Doğma büyüme Cerrahpaşalı olarak semt sakinlerinin pek sevecen bulmadığı, hatta uğursuz ve gayrimeşru gözüyle baktığı Bulgur Palas binası; Habib Bey tarafından 1910’larda yaptırılmaya başlanmış olmalıdır. İhtifalci Mehmed Ziya Bey’in 1920’de basılan İstanbul ve Boğaziçi isimli eserinde konak şöyle anlatılır: “Cerrah Paşa Camii’nin cenub-ı garbi cihetinde, Bolu mebus-ı sabıkı Habib Bey’in konağı vardır. Henüz natamam olduğu hâlde kargir ve hakikaten muhteşem olan bu konağın tarz-ı mücevheri üzre başlıklı mermer sütunları, somaki ve alçı işinden istalaktitli hücre mihrabiyeleri, salonları tefrik eden sütunların usul-i tertibi, velhasıl tarz-ı inşaının heyet-i mecmuasında görülen ahenk ve letafet temaşaya şayandır. ‘Cihannüma’sından Keşiş’e, Katırlı Dağları’na, Alemdağı’na, Çamlıca’ya, Boğaziçi’ne, Şişli ve Kağıthane sırtlarına, Bayrampaşa Deresi vadisine, Yedikule’ye, Ayastefanos ve Çekmeceler’e kadar imtidad eden manzara pek şairanedir.” Henüz yayımlanmamış “Cerrahpaşa Semti Tarihi” isimli kitabında H. Necdet İşli ise şöyle yazmaktadır:
“BULGUR PALAS (1.109 ada, 52 parsel): İttihat ve Terakki partisinden Bolu eski mebusu Habib Bey tarafından Avrupai şato mimarisi tarzında inşa ettirilmiş, nefsi İstanbul’da bir benzeri daha bulunmayan bu binanın en yüksekteki kubbesini merhume mimar Mualla Anheger ‘kardinal şapkası’ diye vasf eder ve ‘Bu çirkin binanın derhal yıktırılması lazımdır’ derdi. Altın para zamanında 120 bin lira sarf edilmiştir. Mehmet Ziya Bey, bu binayı Habib Bey konağı olarak anar ve umumi manzarasının güzelliğinden bahseder. Esas giriş kapısının yanında bahçede yer alan hizmetliler müştemilatının duvarındaki İznik çinileri, bir yıldız, iki küçük pano ve bir sıra özel imalattır. Esas şato, binanın oturduğu cadde seviyesindeki arsanın deniz ciheti 5 metreyi aşan bir istinat duvarıyla korunmuştur. Bu kısmın önünde ve güneyden geçen Kürkçübaşı Çeşme Sokağı’nda bulunan sıralı ahşap evler arasında fevkalade irtifa farkı vardır. Sokaktan Bulgur Palas arsasına yükseklik, tahminen 20 metre civarındadır. Binanın güneyinde boş hâlde olup daha sonra Bulgur Palas arazisine katılan arsa, evvelce Rum Panayot’un bostanı idi. Bu bostan içerisinde bulunan büyük su kuyusu, kuzeydoğu köşede, Abdülkadir Töre Köşkü’ne yakın noktada yer almaktaydı. 1930’lu paftalarda mülkiyet hanesinde Arthür Horosrit adı kayıtlıdır.”
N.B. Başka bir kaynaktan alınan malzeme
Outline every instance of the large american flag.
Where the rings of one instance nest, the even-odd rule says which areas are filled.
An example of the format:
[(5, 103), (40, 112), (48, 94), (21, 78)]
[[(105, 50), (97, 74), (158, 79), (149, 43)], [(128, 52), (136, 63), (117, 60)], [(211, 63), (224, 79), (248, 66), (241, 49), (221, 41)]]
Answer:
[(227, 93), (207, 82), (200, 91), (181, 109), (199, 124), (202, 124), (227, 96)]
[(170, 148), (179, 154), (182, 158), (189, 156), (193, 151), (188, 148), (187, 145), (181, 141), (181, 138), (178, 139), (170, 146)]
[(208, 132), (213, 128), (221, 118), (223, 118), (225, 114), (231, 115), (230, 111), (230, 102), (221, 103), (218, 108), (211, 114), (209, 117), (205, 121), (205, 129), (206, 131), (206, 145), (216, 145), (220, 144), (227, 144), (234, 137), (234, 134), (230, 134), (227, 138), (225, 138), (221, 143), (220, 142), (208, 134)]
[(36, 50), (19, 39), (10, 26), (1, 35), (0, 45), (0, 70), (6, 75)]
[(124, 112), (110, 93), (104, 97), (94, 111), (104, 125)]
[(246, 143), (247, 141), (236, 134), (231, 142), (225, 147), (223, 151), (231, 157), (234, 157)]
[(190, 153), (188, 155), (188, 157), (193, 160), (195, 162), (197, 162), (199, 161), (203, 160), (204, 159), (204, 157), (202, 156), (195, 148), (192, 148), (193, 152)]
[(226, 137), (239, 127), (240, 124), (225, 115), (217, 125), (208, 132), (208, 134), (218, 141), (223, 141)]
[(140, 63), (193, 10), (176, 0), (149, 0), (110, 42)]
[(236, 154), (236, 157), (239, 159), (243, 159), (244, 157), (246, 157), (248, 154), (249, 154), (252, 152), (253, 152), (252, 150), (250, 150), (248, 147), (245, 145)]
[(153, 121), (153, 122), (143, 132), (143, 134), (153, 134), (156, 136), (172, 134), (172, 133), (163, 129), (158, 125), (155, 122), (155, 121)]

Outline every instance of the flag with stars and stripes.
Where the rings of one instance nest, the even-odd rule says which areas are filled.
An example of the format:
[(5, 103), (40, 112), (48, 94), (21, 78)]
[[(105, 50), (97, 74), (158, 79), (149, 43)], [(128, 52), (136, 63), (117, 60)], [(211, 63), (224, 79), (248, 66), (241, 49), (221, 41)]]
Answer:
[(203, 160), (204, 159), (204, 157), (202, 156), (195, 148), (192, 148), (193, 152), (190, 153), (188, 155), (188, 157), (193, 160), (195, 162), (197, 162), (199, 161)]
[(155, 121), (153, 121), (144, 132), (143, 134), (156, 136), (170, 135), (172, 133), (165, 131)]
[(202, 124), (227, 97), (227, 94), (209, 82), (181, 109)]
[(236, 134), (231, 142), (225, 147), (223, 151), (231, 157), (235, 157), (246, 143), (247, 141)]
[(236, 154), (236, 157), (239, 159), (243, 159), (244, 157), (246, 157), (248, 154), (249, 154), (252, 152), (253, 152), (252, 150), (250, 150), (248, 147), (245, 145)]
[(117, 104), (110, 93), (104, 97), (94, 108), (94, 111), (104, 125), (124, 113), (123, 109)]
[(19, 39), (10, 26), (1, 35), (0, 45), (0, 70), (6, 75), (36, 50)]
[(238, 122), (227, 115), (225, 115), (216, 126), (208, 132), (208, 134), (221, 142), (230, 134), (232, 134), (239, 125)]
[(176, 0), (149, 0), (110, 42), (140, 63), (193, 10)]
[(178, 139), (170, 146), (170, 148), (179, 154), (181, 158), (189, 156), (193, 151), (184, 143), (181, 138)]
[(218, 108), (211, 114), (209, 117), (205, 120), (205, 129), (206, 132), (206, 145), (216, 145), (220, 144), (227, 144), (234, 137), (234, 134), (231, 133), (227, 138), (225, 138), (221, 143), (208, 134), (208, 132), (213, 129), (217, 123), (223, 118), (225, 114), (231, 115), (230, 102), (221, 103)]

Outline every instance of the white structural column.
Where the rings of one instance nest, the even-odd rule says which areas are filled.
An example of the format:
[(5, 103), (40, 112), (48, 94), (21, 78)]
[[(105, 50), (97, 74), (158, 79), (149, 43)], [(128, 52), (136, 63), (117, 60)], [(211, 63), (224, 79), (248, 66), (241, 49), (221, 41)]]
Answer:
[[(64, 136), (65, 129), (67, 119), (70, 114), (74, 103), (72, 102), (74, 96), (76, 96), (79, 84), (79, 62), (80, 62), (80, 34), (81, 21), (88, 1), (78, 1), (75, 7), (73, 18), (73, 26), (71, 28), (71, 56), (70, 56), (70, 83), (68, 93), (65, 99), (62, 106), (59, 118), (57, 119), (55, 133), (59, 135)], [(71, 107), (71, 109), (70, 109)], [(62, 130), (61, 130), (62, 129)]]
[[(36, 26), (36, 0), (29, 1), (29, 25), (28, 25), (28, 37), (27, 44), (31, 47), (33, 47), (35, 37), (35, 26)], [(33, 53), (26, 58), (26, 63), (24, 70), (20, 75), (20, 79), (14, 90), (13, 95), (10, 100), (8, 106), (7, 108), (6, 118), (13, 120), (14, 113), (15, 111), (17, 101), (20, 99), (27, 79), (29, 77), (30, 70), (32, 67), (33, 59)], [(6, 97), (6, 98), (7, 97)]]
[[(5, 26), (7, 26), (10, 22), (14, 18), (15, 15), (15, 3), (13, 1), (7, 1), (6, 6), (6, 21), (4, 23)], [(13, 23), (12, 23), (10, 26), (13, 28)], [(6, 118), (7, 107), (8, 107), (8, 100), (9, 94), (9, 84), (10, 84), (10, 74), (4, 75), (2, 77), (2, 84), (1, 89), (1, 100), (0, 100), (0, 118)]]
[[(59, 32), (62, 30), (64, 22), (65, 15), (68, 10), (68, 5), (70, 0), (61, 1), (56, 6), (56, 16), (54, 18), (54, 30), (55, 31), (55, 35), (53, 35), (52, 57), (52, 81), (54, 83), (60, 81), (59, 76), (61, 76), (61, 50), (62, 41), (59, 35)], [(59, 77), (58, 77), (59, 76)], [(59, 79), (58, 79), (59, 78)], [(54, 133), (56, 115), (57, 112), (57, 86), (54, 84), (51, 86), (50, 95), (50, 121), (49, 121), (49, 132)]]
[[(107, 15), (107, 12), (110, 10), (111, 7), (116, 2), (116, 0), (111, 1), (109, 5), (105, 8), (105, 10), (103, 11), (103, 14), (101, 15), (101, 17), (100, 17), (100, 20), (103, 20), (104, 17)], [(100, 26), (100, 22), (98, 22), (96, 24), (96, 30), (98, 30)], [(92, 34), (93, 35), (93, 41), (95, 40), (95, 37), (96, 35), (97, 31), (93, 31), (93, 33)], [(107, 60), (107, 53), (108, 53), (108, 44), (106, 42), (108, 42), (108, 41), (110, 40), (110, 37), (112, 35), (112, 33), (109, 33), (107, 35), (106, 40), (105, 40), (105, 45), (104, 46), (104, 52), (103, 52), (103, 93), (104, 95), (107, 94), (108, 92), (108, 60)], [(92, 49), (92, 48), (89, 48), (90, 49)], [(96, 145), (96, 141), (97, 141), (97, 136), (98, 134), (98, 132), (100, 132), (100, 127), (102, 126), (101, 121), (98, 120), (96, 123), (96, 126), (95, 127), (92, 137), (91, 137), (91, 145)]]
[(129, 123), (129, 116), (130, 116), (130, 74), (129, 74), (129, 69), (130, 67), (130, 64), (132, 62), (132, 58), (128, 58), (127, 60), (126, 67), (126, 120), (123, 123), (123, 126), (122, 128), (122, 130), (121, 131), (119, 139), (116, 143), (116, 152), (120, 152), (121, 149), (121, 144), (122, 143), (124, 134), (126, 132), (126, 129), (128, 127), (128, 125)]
İstanbul ve Bursa üzerine değerli araştırmalar yayımlamış olan şehir plancısı ve mimar Engin Yenal ise Bir Kent: İstanbul, 101 Yapı isimli çalışmasında şöyle der: “1922 tarihli bir yazısında Yahya Kemal ‘Vapursuzluk, tramvaysızlık, hiçbir şey, bu halkı, harap İstanbul’un sinesinden çekemedi. Yalnız bir harp zengini bir defa İstanbul içinde bir saray yaptırmaya kalkıştı, umumun lanetine uğradı. Kurduğu binaya Bulgur Palas dediler’ diyerek 1. Dünya Savaşı yılları ve sonrasında İstanbul halkının toplumsal psikolojisini bu denli etkileyen bir dizi olgunun ipuçlarını vermekteydi. Cerrahpaşa semtinin havasının latif, manzarasının güzel oluşu, 19. yüzyıl sonlarında aralarında nazır, paşa ve şeyhülislamların da bulunduğu Osmanlı seçkinlerinin konaklarının yaptırıldığı gözde semtlerinden biri olmasına yol açar. Ama ‘yeni zengin’, bir konak değil ‘asri’, gösterişli bir bina, bir saraycık istemektedir. Mimarı bilinmeyen, bodrum işlevi gören bir yarım kattan ve üç tam kattan oluşan iki kuleli hantal bir kitle; İstanbul’da belki dönemin en garipsenen yapısıdır; çevrede süregelen alçakgönüllü insancıl yapı geleneğini, toplumsal değerleri hiçe sayarak yükselir. 1921 ortalarında ipotek için başvurulduğunda, binanın bitmemiş hâline bile banka mimarı Mongeri’nin 250.000 lira gibi astronomik bir değer biçmesi; savaş yıllarında %200’lere, 300’lere çıkan enflasyonla o denli yoksullaşan halkın elbette ki lanetine yol açacaktır!”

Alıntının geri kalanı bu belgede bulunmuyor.